JPH021752Y2 - - Google Patents

Description

[Detailed Description of the Invention] (Technical Field of the Invention) The present invention relates to a double-sided floppy disk drive device used as an external storage device for various information devices. More specifically, the present invention relates to a double-sided floppy disk drive device in which the clamp member and the upper head assembly are lowered by manual rotation of the clamp shaft to make the device ready for operation.

(Background of the invention and problems with the prior art) A double-sided floppy disk drive device includes an upper head assembly and a lower head assembly each having a magnetic head that contacts both sides of a magnetic disk. Both head assemblies are moved radially relative to the disk to write/read information.
Usually, the upper head assembly is elastically biased toward the lower head assembly by a spring,
These springs allow each magnetic head to contact the magnetic disk inserted between both head assemblies with a predetermined pressure contact force, and when the magnetic disk is pulled out, the upper head assembly is moved downward. It is adapted to be lifted away from the side head assembly and held in this position.

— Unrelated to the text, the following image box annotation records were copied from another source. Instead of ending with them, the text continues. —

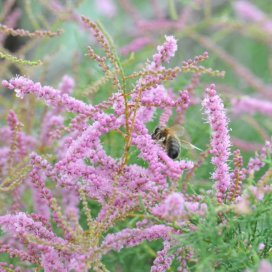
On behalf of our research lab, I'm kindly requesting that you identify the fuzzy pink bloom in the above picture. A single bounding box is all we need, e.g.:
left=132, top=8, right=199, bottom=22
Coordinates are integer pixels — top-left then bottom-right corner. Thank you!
left=258, top=243, right=265, bottom=251
left=101, top=225, right=173, bottom=251
left=149, top=36, right=178, bottom=70
left=150, top=241, right=174, bottom=272
left=41, top=247, right=68, bottom=272
left=231, top=96, right=272, bottom=116
left=59, top=75, right=75, bottom=94
left=152, top=193, right=207, bottom=223
left=121, top=37, right=152, bottom=56
left=2, top=76, right=94, bottom=114
left=202, top=84, right=230, bottom=202
left=0, top=212, right=66, bottom=245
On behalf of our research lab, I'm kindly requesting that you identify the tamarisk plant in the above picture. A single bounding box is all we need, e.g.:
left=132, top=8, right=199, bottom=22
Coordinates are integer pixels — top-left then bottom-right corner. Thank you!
left=0, top=17, right=271, bottom=272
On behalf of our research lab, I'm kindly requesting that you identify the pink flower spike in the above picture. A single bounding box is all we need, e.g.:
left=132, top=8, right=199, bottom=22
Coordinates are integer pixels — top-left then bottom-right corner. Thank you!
left=202, top=84, right=230, bottom=202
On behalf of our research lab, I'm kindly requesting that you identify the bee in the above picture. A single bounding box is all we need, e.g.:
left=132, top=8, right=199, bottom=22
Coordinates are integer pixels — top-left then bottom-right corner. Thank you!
left=151, top=126, right=201, bottom=159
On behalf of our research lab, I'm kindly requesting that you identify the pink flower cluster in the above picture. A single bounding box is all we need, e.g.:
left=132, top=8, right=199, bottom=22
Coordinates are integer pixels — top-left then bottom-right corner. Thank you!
left=152, top=193, right=207, bottom=225
left=202, top=85, right=230, bottom=202
left=0, top=36, right=196, bottom=271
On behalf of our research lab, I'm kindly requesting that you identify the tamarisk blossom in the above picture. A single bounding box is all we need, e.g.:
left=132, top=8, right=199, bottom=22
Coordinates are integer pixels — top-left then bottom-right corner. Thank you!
left=121, top=37, right=152, bottom=56
left=2, top=76, right=95, bottom=114
left=150, top=241, right=174, bottom=272
left=152, top=193, right=207, bottom=224
left=202, top=84, right=230, bottom=202
left=101, top=225, right=173, bottom=251
left=231, top=96, right=272, bottom=117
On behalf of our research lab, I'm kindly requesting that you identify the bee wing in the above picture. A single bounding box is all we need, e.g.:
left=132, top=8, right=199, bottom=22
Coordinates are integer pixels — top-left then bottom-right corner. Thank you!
left=180, top=139, right=203, bottom=152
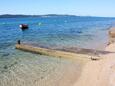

In such a mechanism, when the upper head assembly is released from the upper restraint state when no magnetic disk is inserted, the magnetic head of the upper head assembly collides with the magnetic head of the lower head assembly, causing an extremely dangerous situation. Both magnetic heads have mirror-finished surfaces with high precision, creating a "socket".
This caused damage to the gimbal spring, magnetic head, etc.

To solve this problem, various mechanisms have been proposed that prevent the upper magnetic head assembly from descending toward the lower head assembly when the magnetic disk is not inserted. For example, an eject mechanism that detects whether the magnetic disk is inserted or not inserted and controls the upper magnetic head restraining member is often used, but all of these types of mechanisms have complicated structures. In addition, members such as a rotating lever that detects insertion of the magnetic head prevent the magnetic disk (jacket) from moving even when the magnetic disk is in the clamped state.
There were many parts that applied a load by contacting the disc, and there were also concerns about the reliability of the disc rotation. Also,
The above-described restraint/release control mechanism of the restraint member of the upper head assembly and the clamp state control mechanism of the clamp member of the magnetic disk are controlled separately,
If only the former responds to the insertion/non-insertion state of the magnetic disk, the clamping member may be "mischievously" clamped when the magnetic disk is not inserted, which is not preferable.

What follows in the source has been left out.